Wfloat lets you ship text-to-speech that runs inference inside your app rather than sending text to a hosted inference endpoint.

Wfloat currently ships three packages:

At a high level, the Web and React Native packages are built around the same product flow:

  1. You get a modelId from your Wfloat account.
  2. A device loads the model. The model is downloaded if the device does not already have it cached.
  3. Speech is generated locally in the app.

The Python package also runs speech locally, but it does not require a Wfloat model credential. Instead, it loads the public wfloat/wfloat-tts model directly.

Your modelId

modelId means your Wfloat model credential.

You can find it in your account page after sign up. The UI labels it as Model Credential.

What happens on first load

The first time a device loads a model, the package downloads the model assets it needs onto the device. The model stays cached on the device, so when that user comes back later the package can use the local model again instead of downloading it each time. Speech runs locally in the app rather than sending text to a hosted inference endpoint.

Packages

The Web package and React Native package are intentionally close to each other at a product level so teams can work with the same model, voices, and overall integration pattern across platforms.
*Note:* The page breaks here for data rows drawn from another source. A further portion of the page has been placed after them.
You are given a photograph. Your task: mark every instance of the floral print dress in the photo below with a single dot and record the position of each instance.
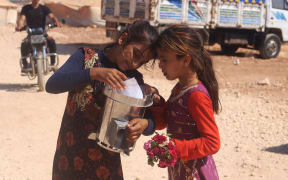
(77, 157)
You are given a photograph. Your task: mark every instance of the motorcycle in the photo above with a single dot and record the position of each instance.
(39, 56)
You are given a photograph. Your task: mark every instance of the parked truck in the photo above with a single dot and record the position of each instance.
(258, 24)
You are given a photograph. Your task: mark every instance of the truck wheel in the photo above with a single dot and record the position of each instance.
(270, 47)
(229, 49)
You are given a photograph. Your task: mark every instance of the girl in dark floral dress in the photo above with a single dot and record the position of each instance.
(83, 76)
(189, 112)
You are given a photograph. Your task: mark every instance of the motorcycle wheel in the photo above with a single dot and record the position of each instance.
(40, 71)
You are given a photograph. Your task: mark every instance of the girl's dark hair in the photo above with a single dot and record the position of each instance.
(140, 31)
(188, 41)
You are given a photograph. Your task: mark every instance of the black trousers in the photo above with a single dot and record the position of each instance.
(26, 49)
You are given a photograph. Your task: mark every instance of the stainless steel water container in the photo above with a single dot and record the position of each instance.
(117, 112)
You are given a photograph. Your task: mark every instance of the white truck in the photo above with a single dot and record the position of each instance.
(261, 24)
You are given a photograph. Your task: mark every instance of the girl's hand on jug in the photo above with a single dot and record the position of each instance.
(112, 77)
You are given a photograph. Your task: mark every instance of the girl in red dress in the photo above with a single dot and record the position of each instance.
(189, 112)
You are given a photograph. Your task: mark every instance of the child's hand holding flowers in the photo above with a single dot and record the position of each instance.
(161, 148)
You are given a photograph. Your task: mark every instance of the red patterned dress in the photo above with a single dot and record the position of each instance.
(77, 157)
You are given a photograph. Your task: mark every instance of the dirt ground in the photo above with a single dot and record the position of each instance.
(252, 124)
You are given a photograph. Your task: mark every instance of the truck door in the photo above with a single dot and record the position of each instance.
(278, 16)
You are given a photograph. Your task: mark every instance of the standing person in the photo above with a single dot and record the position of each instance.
(189, 112)
(35, 15)
(83, 76)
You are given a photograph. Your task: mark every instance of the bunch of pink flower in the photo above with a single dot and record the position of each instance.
(162, 150)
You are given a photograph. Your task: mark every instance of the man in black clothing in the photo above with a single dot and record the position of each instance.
(35, 15)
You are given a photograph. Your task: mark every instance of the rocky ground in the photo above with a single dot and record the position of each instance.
(252, 124)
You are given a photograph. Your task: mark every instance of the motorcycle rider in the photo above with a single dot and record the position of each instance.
(35, 15)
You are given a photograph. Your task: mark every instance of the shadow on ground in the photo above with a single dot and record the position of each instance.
(282, 149)
(236, 54)
(68, 49)
(17, 87)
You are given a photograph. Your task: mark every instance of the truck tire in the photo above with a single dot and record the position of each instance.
(229, 49)
(270, 47)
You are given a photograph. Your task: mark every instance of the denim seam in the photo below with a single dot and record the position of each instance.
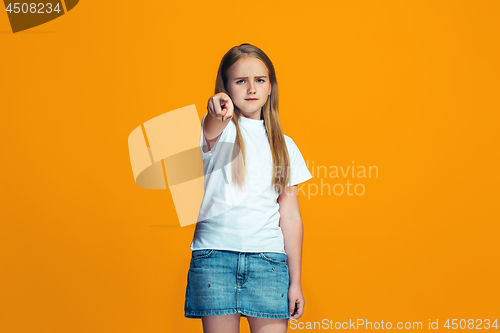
(263, 256)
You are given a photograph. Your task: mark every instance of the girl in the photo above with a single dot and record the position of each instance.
(247, 244)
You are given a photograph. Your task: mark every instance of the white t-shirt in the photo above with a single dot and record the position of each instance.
(243, 220)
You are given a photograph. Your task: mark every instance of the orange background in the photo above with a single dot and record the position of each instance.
(410, 87)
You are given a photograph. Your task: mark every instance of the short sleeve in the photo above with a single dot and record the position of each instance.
(298, 168)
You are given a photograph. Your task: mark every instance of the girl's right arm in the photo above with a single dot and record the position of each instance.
(220, 111)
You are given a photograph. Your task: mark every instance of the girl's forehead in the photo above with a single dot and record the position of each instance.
(248, 66)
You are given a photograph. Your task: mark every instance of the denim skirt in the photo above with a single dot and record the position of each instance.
(221, 282)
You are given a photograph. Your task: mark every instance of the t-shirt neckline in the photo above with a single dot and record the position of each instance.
(251, 122)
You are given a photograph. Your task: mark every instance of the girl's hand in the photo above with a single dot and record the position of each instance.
(220, 106)
(295, 302)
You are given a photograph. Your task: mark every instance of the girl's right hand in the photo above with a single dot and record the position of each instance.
(220, 106)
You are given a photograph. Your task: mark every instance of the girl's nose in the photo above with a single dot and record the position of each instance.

The Python package uses the same voice and emotion set with a Python-native API and CLI.

If you are ready to integrate, continue to the package-specific quick starts:

Voice IDs

The current model exposes these voice IDs:

  • skilled_hero_man
  • skilled_hero_woman
  • fun_hero_man
  • fun_hero_woman
  • strong_hero_man
  • strong_hero_woman
  • mad_scientist_man
  • mad_scientist_woman
  • clever_villain_man
  • clever_villain_woman
  • narrator_man
  • narrator_woman
  • wise_elder_man
  • wise_elder_woman
  • outgoing_anime_man
  • outgoing_anime_woman
  • scary_villain_man
  • scary_villain_woman
  • news_reporter_man
  • news_reporter_woman

Emotions

The current model supports these emotions:

  • neutral
  • joy
  • sadness
  • anger
  • fear
  • surprise
  • dismissive
  • confusion

Intensity

Intensity controls how strongly the selected emotion is expressed. It is a value between 0 and 1.

Speed

Speed controls the speaking rate. 1.0 is the default speed, 0.75 is slower, and 1.25 is faster.

Pricing

Wfloat pricing tiers are tied to your app's monthly active users.

For this product, an MAU is counted as someone who has used loaded the text-to-speech model onto their device in the last 30 days.